Another point that I want to highlight is the demand for distance education. This has
increased thanks to overcrowding, the demographic explosion and the democratization
of studies. In addition, due to some events such as the great wars, revolutions or
pandemic like the current one prompted some societies directly affected by them to
seek new accessible and efficient educational paths.Besides, this model has benefited
some people who lived in areas far from conventional educational centers, especially in
rural areas, made up underserved layers of the population without the possibility of
having an education, emigrants, housewives, inmates, among others. For this reason, it
became necessary to create institutions available to these groups or adapt existing
ones to meet this new demand.
I have also found that Dietrich et al.’s idea that the COVID-19 pandemic has been
generating changes and disruptions in education worlwide highlights the challenge of
many countries to face this situation. Education has been one of the most affected due
to the administrative imposition of the total closure of educational centers in most of the
countries of the world. The distance education modality, fundamentally in digital
support, came to offer emergency solutions to this crisis. It is a fact that the closure of
educational centers caused by COVID-19 has increased the inequality of opportunities,
particularly in those families that have low socio-cultural and economic capital. Access
to technology and materials needed to continue studying while schools are closed is
notably uneven. Similarly, children who do not have sufficient help to study at home
have little means to facilitate their education. Providing a diversity of educational tools
and expanding internet access is essential. These new emerging scenarios invite us to
rethink education not only in formal settings, but also in informal and non-formal settings
for education. However, this has not been easy for educational institutions given that a
face-to-face modality has prevailed in recent years, and where non-face-to-face
modalities were considered a distant option for many of them.

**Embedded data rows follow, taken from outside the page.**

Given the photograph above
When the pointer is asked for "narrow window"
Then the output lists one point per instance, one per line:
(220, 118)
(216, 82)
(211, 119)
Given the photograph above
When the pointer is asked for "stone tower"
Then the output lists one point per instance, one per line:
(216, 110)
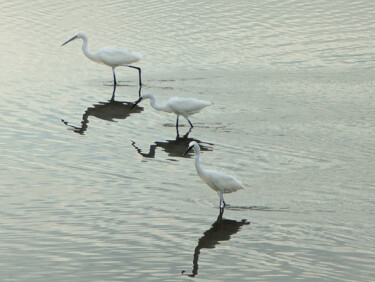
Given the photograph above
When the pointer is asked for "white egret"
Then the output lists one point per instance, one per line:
(218, 181)
(110, 56)
(180, 106)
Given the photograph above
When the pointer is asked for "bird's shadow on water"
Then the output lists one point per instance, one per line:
(221, 230)
(109, 111)
(174, 147)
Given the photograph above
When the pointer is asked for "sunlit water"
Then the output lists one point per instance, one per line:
(106, 194)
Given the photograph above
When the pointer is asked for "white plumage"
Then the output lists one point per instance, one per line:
(110, 56)
(179, 106)
(218, 181)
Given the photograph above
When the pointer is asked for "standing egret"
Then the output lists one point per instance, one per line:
(110, 56)
(180, 106)
(218, 181)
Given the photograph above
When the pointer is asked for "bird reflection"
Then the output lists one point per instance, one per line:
(221, 230)
(107, 111)
(175, 147)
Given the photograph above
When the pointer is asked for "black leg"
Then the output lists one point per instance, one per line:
(139, 73)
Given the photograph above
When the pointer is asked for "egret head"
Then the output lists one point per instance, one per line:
(78, 35)
(191, 146)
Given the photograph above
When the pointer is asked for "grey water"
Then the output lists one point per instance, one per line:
(91, 190)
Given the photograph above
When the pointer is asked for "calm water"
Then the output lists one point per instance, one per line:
(108, 196)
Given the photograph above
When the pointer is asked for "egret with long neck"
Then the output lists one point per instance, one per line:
(110, 56)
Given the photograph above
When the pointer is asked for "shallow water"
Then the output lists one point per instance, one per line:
(94, 190)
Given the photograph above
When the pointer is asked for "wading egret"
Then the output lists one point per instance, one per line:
(218, 181)
(180, 106)
(110, 56)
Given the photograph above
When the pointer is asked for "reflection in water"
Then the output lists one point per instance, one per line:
(106, 111)
(175, 147)
(221, 230)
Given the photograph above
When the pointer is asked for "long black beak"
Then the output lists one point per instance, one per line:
(71, 39)
(187, 151)
(136, 102)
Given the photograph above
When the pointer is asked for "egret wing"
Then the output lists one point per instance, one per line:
(114, 56)
(187, 106)
(223, 182)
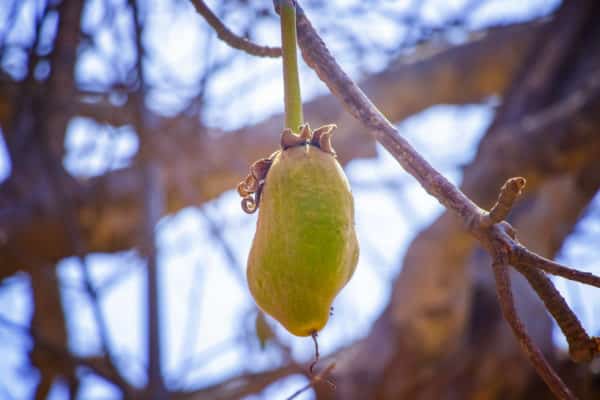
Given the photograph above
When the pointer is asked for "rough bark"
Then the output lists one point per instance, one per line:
(108, 206)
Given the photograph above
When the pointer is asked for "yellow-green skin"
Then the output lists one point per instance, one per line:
(305, 248)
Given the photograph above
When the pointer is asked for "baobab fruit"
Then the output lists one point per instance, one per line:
(305, 248)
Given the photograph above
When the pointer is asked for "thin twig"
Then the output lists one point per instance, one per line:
(321, 377)
(496, 235)
(536, 357)
(231, 38)
(318, 57)
(582, 348)
(523, 257)
(509, 193)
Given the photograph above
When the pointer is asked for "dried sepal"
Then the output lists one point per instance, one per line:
(250, 188)
(322, 138)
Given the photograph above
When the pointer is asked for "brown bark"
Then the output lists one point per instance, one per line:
(109, 206)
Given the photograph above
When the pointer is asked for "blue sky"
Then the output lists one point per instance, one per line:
(197, 280)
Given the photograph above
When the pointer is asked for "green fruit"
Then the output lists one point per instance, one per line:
(305, 249)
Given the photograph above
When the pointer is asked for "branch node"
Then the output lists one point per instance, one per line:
(509, 193)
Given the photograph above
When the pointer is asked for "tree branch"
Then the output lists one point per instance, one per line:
(231, 38)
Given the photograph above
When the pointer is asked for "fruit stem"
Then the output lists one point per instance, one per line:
(291, 81)
(317, 355)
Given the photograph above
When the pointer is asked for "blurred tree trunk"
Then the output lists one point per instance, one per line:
(442, 334)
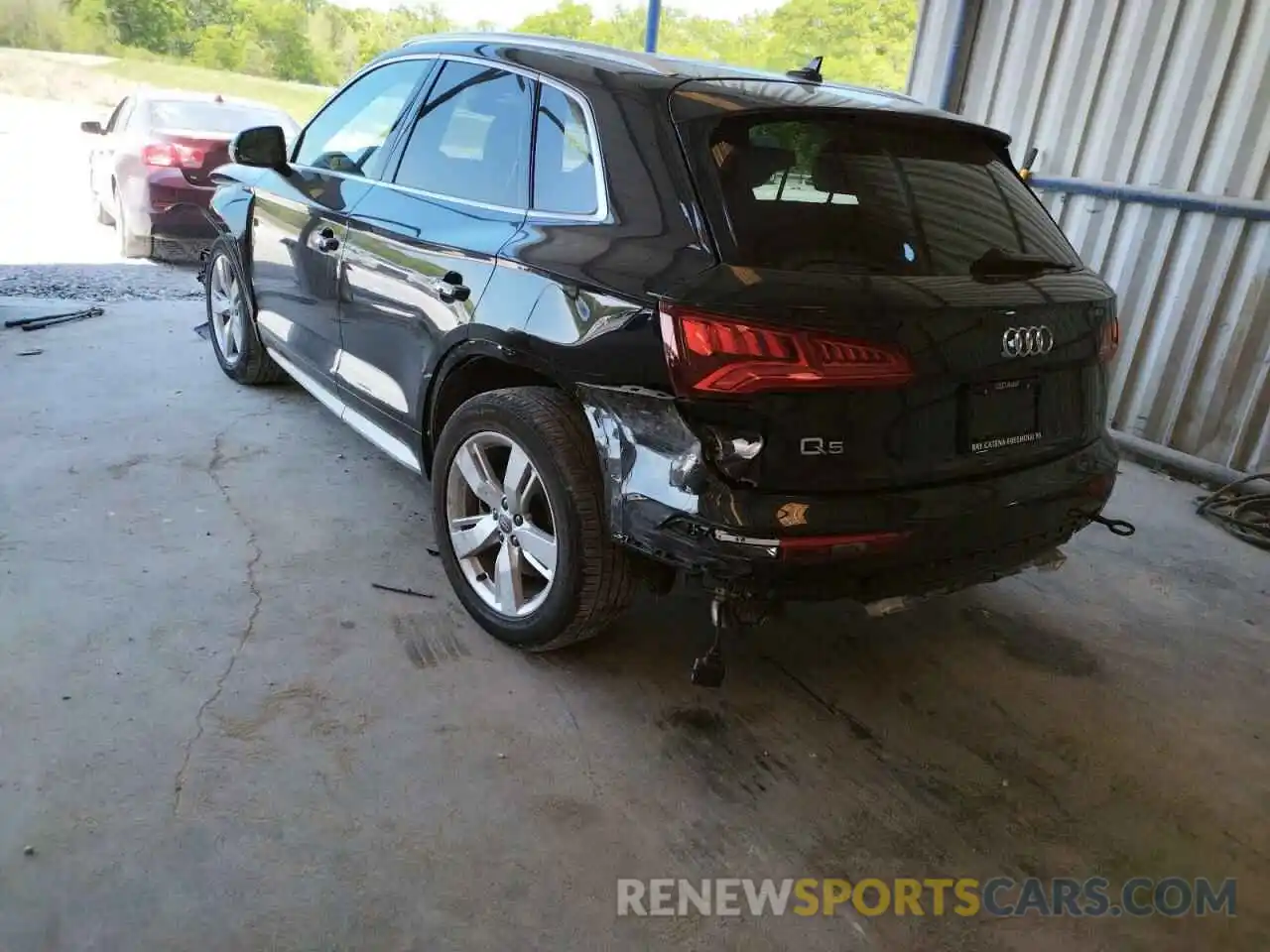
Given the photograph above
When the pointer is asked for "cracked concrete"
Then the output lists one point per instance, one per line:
(257, 599)
(257, 751)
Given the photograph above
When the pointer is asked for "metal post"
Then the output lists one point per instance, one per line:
(654, 17)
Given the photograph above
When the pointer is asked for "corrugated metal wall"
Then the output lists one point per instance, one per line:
(1157, 93)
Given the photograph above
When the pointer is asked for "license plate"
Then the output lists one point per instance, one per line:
(1001, 414)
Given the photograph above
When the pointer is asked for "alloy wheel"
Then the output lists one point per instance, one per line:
(500, 524)
(227, 311)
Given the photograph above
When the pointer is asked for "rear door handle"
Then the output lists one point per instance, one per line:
(326, 240)
(451, 287)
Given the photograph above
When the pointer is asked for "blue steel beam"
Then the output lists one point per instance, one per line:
(654, 18)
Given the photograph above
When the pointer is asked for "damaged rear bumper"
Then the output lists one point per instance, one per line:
(666, 502)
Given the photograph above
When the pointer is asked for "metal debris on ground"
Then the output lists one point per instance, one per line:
(1243, 515)
(48, 320)
(400, 592)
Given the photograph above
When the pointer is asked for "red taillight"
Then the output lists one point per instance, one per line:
(173, 155)
(722, 356)
(1109, 339)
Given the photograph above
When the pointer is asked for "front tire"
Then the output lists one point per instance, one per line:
(517, 503)
(231, 317)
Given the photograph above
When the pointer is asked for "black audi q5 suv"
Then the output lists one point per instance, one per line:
(639, 317)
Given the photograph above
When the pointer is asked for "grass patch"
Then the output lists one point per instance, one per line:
(298, 99)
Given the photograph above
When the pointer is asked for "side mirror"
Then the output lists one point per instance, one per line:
(262, 148)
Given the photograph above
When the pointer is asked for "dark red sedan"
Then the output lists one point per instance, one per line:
(150, 171)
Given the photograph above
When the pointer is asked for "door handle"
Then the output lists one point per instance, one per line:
(449, 287)
(326, 240)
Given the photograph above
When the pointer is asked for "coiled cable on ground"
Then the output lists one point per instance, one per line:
(1243, 515)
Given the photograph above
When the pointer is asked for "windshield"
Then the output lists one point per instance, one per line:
(229, 118)
(862, 195)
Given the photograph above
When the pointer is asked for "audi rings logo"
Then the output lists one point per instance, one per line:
(1026, 341)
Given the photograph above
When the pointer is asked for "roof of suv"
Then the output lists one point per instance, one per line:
(576, 61)
(644, 68)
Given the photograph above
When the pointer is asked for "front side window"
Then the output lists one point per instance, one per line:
(564, 160)
(471, 140)
(349, 134)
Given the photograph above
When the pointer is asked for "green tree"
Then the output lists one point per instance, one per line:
(570, 19)
(150, 24)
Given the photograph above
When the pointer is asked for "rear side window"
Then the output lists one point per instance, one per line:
(471, 140)
(860, 195)
(564, 159)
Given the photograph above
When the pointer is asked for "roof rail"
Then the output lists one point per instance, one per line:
(645, 63)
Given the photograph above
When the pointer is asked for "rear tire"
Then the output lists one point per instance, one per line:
(131, 245)
(239, 352)
(592, 576)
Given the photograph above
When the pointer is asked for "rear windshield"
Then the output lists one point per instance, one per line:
(229, 118)
(861, 195)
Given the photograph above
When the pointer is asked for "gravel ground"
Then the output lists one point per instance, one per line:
(59, 250)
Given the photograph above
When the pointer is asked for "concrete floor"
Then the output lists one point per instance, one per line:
(217, 735)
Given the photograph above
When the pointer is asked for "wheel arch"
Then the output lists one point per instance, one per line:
(468, 368)
(230, 211)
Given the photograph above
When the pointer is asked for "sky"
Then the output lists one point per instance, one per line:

In conclusion, Distance Education effectively reduces the obstacles represented by time
and space; methods, techniques and resources are used that increase the productivity
and flexibility of the teaching-learning process. The use of technologies such as radio,
television, video, computer systems of variable complexity and interactive software,
among others, constitute new signs of the validity and origin of the principles that
support education for all. It is necessary to promote a different way of transferring
knowledge that favor a greater role for students in their own learning.